Huddersfield couple say NHS fertility treatment for gay people is a postcode lottery
A couple from Huddersfield are backing a legal challenge which claims that NHS fertility treatment for gay people is a postcode lottery.
Beth Harris-Croft and her wife have two children - the youngest conceived through IVF.
Same sex couples in Calderdale and Huddersfield now have the same rights as anyone else. But in some areas couples have to pay tens of thousands of pounds more for treatment.
This comes after a married lesbian couple launched a landmark legal test case against Britain's NHS to ensure that all queer people can start a family.
Social media influencers Megan Bacon-Evans, 34, and her wife Whitney, 33, have accused the NHS fertility sector in England of barring same-sex couples from starting a family based on wealth.
They say they have to pay tens of thousands of pounds to become eligible for NHS-funded in vitro fertilization (IVF), unlike mixed-sex couples.
The couple, known widely to their 210,000 YouTube, TikTok and Twitter followers as Wegan, rocketed to fame as bloggers in 2009. Even featuring on the BBC's Britain's Relationship Secrets documentary and the reality bridal show Say Yes to the Dress.
Bacon-Evans and Whitney, both from Windsor, accused on Sunday (7 November) their clinical commissioning group in Frimley, a town in Surrey, of slapping them with a "gay tax".

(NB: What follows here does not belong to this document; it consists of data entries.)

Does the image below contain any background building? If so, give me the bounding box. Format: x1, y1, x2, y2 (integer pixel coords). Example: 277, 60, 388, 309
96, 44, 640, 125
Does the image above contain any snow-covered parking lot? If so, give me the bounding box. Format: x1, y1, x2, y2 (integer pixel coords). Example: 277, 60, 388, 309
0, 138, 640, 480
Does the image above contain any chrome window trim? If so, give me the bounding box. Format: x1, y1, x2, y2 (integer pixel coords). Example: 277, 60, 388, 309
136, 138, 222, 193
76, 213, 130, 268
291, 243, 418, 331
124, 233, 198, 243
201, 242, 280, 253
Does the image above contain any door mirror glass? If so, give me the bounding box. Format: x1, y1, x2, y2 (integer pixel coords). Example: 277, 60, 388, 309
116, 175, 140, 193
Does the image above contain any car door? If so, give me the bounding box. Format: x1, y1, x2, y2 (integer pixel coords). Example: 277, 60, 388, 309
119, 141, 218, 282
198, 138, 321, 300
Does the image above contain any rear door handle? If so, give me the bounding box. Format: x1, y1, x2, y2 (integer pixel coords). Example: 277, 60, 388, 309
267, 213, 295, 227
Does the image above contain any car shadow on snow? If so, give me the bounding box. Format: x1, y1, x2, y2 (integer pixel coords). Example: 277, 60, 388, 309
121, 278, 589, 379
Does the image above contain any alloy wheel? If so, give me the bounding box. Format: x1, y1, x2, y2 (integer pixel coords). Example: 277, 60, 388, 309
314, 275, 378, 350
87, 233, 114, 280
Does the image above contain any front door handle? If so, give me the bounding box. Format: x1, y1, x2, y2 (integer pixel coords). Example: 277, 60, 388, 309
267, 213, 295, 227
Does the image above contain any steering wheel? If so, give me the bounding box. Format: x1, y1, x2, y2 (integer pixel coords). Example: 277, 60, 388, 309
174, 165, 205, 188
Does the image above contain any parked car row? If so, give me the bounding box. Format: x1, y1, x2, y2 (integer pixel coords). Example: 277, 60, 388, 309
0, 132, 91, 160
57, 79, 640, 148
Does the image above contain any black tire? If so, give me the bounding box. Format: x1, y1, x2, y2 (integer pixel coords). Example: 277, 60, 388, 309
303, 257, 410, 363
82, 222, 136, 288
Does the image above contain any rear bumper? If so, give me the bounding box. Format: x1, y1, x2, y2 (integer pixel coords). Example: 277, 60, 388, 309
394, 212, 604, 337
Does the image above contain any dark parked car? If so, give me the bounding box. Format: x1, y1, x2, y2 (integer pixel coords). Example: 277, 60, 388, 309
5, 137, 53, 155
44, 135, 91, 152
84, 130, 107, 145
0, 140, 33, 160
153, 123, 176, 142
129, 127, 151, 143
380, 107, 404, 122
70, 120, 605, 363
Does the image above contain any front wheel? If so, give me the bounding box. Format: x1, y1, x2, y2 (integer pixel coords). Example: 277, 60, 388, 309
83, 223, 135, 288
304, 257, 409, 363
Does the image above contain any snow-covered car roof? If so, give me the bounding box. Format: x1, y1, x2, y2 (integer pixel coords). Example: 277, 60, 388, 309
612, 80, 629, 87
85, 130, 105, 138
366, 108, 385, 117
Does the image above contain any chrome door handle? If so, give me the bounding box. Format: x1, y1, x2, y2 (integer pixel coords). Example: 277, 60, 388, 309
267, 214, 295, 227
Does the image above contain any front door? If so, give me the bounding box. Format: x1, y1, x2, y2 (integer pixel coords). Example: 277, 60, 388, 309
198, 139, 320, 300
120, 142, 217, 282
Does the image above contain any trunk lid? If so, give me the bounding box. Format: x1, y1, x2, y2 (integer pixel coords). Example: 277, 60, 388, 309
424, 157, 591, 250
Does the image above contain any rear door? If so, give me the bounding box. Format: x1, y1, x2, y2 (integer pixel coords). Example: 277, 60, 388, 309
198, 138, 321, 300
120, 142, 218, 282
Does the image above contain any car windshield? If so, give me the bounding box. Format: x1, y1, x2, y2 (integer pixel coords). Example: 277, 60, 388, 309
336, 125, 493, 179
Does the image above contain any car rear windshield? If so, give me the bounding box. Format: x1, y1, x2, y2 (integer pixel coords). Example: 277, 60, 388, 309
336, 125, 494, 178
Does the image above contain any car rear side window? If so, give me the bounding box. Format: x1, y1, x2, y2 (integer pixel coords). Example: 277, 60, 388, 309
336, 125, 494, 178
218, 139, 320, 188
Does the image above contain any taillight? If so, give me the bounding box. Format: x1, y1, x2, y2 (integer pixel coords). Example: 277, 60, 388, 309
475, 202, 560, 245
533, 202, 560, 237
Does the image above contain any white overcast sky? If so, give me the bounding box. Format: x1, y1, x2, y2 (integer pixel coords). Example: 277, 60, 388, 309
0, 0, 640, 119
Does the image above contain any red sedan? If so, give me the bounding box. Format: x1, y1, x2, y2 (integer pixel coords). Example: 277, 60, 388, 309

NHS Frimley CCG, according to The Guardian, asks female same-sex couples and single people with wombs to pay 12 intrauterine insemination (IUI) or rounds of IVF treatments to "prove" their medical fertility before becoming eligible to receive subsisted help on the NHS.
Cisgendered mixed-gender couples, meanwhile, must only have tried to conceive for two years before receiving NHS funding.
The CCG, which covers some 800,000 patients across Windsor and Maidenhead, Bracknell Forest, Slough, Surrey Heath, north-east Hampshire and Farnham, denied discrimination.
Campaigning legal firm Leigh Day, backed by Stonewall and the British Pregnancy Advisory Service, filed a judicial review on Monday (8 November) on behalf of the couple claiming prejudice under the 2010 Equality Act, the benchmark of anti-discrimination law in Britain.
If the courts grant them permission, the case could be heard as early as January next year in the high court's administrative division.